The Interline: If it helps, our sister publication, WhichPLM, did a 100+ page deep dive on AI a couple of years ago, and about 20 pages of that was devoted to helping to explain the difference between general and narrow intelligence, and I don’t think we used a single image of a killer robot.
In our experience of speaking with brands and retailers, though, the biggest barrier to really understanding AI and machine learning is how invisible it is – despite being everywhere in our daily lives. From tagging faces in Google Photos to recommending songs on Spotify, machine learning is already active everywhere, but people don’t realise it.
Do you think AI has the potential to follow a similar path in fashion retail, where it’s active but invisible? And where would the most likely places be for that to happen?
Matthew Drinkwater: The area machine learning is currently the most active and the most recognisable is in forecasting. But search, recommendation, and personalisation are the areas where the most work is being done at the moment.

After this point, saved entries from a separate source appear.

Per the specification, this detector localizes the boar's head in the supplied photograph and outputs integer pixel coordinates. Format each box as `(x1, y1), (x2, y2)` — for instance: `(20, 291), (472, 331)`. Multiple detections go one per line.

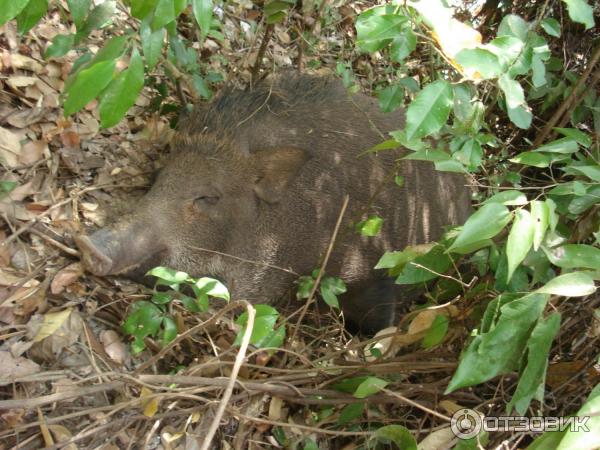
(76, 133), (309, 281)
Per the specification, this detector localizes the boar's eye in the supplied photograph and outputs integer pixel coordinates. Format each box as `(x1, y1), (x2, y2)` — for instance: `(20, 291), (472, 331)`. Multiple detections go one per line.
(193, 195), (220, 207)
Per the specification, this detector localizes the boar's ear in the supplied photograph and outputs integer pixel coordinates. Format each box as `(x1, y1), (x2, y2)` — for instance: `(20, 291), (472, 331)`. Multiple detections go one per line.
(252, 147), (309, 203)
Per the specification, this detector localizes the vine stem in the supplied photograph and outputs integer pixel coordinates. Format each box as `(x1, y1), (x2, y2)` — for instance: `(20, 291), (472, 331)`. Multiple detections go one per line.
(199, 301), (255, 450)
(533, 44), (600, 147)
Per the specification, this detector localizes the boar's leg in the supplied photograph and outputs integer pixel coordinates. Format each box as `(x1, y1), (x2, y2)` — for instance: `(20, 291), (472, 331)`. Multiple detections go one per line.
(339, 278), (401, 335)
(75, 218), (166, 278)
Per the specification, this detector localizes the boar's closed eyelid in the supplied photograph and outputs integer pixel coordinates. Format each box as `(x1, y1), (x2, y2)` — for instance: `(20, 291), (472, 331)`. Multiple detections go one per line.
(194, 195), (220, 206)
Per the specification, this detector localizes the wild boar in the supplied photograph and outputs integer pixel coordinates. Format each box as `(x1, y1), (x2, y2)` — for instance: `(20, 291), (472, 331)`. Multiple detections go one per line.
(75, 75), (472, 333)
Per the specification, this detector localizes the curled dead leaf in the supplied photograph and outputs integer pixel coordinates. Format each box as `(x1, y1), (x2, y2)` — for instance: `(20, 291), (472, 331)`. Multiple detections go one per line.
(100, 330), (127, 365)
(0, 126), (22, 167)
(51, 263), (83, 295)
(0, 350), (41, 384)
(19, 140), (48, 165)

The Interline: What do you see as the most interesting applications of machine learning coming over that three-year horizon you talked about?

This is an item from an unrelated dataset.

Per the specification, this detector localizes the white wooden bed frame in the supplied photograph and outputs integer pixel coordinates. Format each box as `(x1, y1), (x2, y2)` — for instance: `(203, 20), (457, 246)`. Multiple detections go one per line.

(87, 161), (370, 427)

Matthew Drinkwater: Looking that far ahead pushes us into some really fascinating creative applications of AI. Visualisation is one of those areas, and we’re also looking at generative models as well – generative design – as well as more in the way of computer vision and automated image manipulation, so image transfer, inpainting and such.
These are the areas where we can see a young designer, in the near future, wanting to use these technologies to do something genuinely new. That, to me, is where AI gets super interesting.

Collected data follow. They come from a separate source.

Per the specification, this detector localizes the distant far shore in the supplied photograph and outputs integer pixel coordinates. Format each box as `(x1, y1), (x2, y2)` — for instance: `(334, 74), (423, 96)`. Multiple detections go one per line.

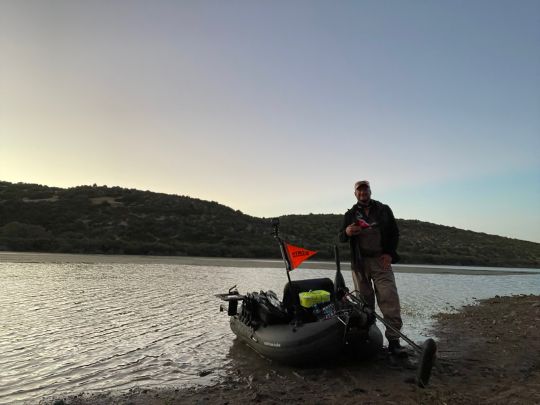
(2, 251), (539, 275)
(2, 181), (539, 268)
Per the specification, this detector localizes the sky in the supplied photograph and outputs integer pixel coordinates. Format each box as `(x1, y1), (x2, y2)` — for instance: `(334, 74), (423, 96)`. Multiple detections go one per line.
(1, 0), (539, 242)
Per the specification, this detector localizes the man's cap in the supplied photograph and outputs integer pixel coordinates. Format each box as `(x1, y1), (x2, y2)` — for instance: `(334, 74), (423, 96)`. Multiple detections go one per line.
(354, 180), (370, 190)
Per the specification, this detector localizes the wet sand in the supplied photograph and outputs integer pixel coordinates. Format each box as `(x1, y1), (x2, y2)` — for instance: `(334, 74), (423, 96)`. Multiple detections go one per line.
(41, 294), (540, 405)
(2, 251), (538, 275)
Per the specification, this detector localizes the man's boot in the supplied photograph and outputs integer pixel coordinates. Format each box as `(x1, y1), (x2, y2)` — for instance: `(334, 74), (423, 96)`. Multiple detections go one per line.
(388, 339), (408, 357)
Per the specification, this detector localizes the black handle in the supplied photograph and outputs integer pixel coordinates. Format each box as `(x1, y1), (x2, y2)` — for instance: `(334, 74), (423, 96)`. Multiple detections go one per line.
(334, 245), (341, 272)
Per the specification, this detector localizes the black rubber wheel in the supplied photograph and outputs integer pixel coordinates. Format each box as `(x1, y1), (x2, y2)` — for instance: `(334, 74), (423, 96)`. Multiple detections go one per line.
(416, 338), (437, 388)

Take the coronavirus outbreak. Fashion shows that typically would have happened in front of a crowd are now being played out behind closed doors, or cancelled entirely. So I’m being asked a lot of questions about how we could rethink that experience virtually, and we’re starting to look at what completely digitally-generated shows might look like – experiences that could be viewed from wherever you are in the world, and that offer an opportunity for brands to express themselves in new ways.
The Interline: We also need to consider what this all might mean for the audience of runway shows. As you know, consumers aren’t the target for fashion shows, and it’s looking increasingly unlikely that the same numbers of people are going to be willing to travel to shows in the future. So whether you’re showing physical products or something totally generated or synthesised, doing fashion shows virtually removes a big barrier there, at the same time as opening up an incredibly new marketing and market-testing tool by inviting consumers into a conversation they haven’t historically been part of.
Matthew Drinkwater: Definitely. That’s going to be a really exciting area to explore. We’ve also talked a bit, at the Innovation Agency, about ‘deepfakes’, and I know some of the students we had last year explored using that technology to put different clothes on people’s bodies. And you don’t need to go very far from there to see how a thirty-second facial scan could allow someone to not just view a virtual collection but then try it on, instantaneously, afterwards.
We’re very soon going to reach the stage where that’s not just credible, but believable-looking, and there are guaranteed to be lots of other opportunities to use that kind of content elsewhere.
The Interline: On the plus side, that means neither of us is likely to be short of work any time soon! Thanks for your time.